First, however, you need to know that Swissies have always played a trick on outsiders. Along with the Dutch and the Belgians, they do a triple-kiss greeting. Being a Brit, two seems more than adequate – to be honest, the whole kissing thing feels worryingly continental for many of my fellow country folk. So with Swiss friends you invariably leave them stranded on the third peck with their necks extended like a chick in a nest hoping to be given a caterpillar snack. Then, just as you realise your faux pas and hurriedly return for the third, they pull back, this time leaving you doing the hungry-bird face.

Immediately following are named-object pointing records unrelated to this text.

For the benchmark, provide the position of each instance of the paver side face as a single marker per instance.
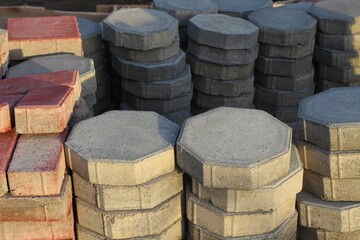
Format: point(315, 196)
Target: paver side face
point(234, 148)
point(331, 119)
point(122, 148)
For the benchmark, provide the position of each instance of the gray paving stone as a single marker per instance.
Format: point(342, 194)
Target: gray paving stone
point(221, 31)
point(241, 8)
point(141, 29)
point(284, 27)
point(223, 56)
point(222, 88)
point(280, 98)
point(209, 101)
point(97, 151)
point(231, 160)
point(152, 55)
point(336, 17)
point(220, 72)
point(285, 83)
point(183, 10)
point(160, 90)
point(331, 119)
point(150, 71)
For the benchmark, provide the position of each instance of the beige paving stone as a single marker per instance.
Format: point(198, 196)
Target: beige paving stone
point(329, 216)
point(266, 198)
point(129, 224)
point(97, 151)
point(229, 159)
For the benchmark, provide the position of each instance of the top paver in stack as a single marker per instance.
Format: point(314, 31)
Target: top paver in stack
point(284, 72)
point(245, 176)
point(337, 53)
point(126, 187)
point(146, 54)
point(222, 52)
point(183, 10)
point(330, 150)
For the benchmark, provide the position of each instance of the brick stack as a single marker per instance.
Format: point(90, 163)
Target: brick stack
point(284, 72)
point(329, 205)
point(145, 48)
point(240, 189)
point(126, 187)
point(337, 52)
point(183, 10)
point(222, 52)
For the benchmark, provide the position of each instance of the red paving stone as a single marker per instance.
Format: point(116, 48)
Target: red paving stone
point(45, 110)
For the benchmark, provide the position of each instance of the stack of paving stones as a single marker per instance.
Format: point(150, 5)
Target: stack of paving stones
point(337, 52)
point(330, 202)
point(245, 177)
point(91, 35)
point(221, 52)
point(146, 55)
point(183, 10)
point(126, 187)
point(284, 72)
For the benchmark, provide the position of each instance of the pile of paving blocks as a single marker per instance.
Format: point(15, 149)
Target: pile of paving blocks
point(183, 10)
point(245, 177)
point(337, 52)
point(330, 203)
point(222, 52)
point(145, 53)
point(126, 187)
point(284, 72)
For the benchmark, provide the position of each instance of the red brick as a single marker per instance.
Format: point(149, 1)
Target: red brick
point(7, 104)
point(37, 167)
point(36, 36)
point(7, 145)
point(45, 110)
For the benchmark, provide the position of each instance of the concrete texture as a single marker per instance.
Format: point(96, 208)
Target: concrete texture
point(322, 127)
point(223, 56)
point(295, 83)
point(56, 63)
point(152, 55)
point(144, 196)
point(284, 27)
point(316, 213)
point(141, 29)
point(122, 162)
point(221, 31)
point(230, 160)
point(150, 71)
point(209, 101)
point(220, 72)
point(336, 17)
point(183, 10)
point(162, 89)
point(226, 224)
point(280, 98)
point(284, 66)
point(223, 88)
point(266, 198)
point(129, 224)
point(241, 8)
point(40, 173)
point(286, 231)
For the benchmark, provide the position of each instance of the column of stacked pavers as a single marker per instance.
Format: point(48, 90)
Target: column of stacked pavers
point(145, 53)
point(284, 72)
point(245, 175)
point(183, 10)
point(125, 180)
point(337, 52)
point(222, 52)
point(329, 204)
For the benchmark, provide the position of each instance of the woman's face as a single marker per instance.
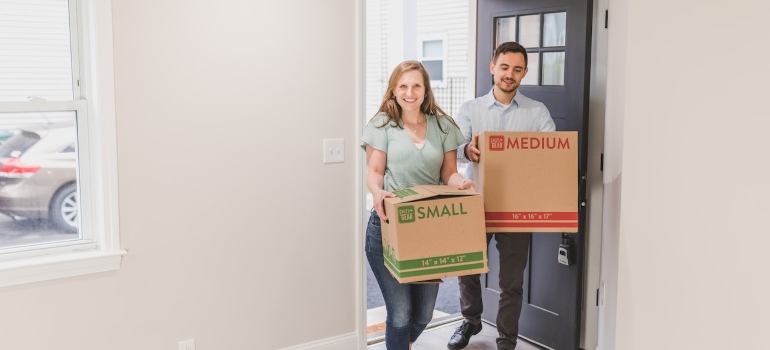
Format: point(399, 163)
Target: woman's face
point(410, 91)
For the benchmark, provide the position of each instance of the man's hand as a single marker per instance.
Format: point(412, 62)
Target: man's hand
point(472, 152)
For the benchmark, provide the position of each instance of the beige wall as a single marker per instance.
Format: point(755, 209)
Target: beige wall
point(687, 98)
point(238, 235)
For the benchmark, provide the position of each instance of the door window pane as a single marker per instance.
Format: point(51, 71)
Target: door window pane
point(39, 200)
point(533, 74)
point(435, 69)
point(35, 54)
point(506, 30)
point(529, 31)
point(553, 68)
point(432, 48)
point(555, 29)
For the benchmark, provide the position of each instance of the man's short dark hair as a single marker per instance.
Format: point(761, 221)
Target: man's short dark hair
point(510, 46)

Well, this also just became more complicated. Now people you thought were the kissing type come at you for an elbow bump; former handshakers hold back and just give you a cheery smile; and others who you thought would definitely be standoffish dive in for man hugs. There are now so many potential moves available in those first few seconds that when we went to the opening of a new bar, I wondered whether during lockdown the whole nation had learned a new dance number and was in the midst of a flash-mob display.
3.
Good news! The restaurant buffet is alive and well in Zürich. Near the Monocle offices there’s an abundant vegetarian one, to which my Swiss colleague Carlo took us for a quick lunch. I have been worried about the buffet’s threatened extinction but here there were no signs of alarm, no panic that someone might have accidentally touched your falafel and, in no time, plates were piled with Alpine-high mountains of hummus and peppers.
4.
During the peak of lockdown in London, a group of mice took residence in the offices of Monocle. I wrote a column about their takeover and how they were secretly using our HQ to publish a rival magazine: Mousocle. If you don’t have contacts in that world you might have missed their output – reports on why they are opposed to catwalk fashion, the lives of the rich and famous in the Hampstertons and their very negative review of The Mousetrap. Well, some time ago they had the cheek to send me an Instagram friend request but this week, while at dinner at Rimini Bar, a contact from Hamburg claimed to have been the real creator of the account (thankfully with just one post). I wonder. Anyway, with the human team back at Midori House, Mousocle has been forced to find new offices, although with their new title, Mouse and Home, about to hit the smaller newsstands, they needed the extra space.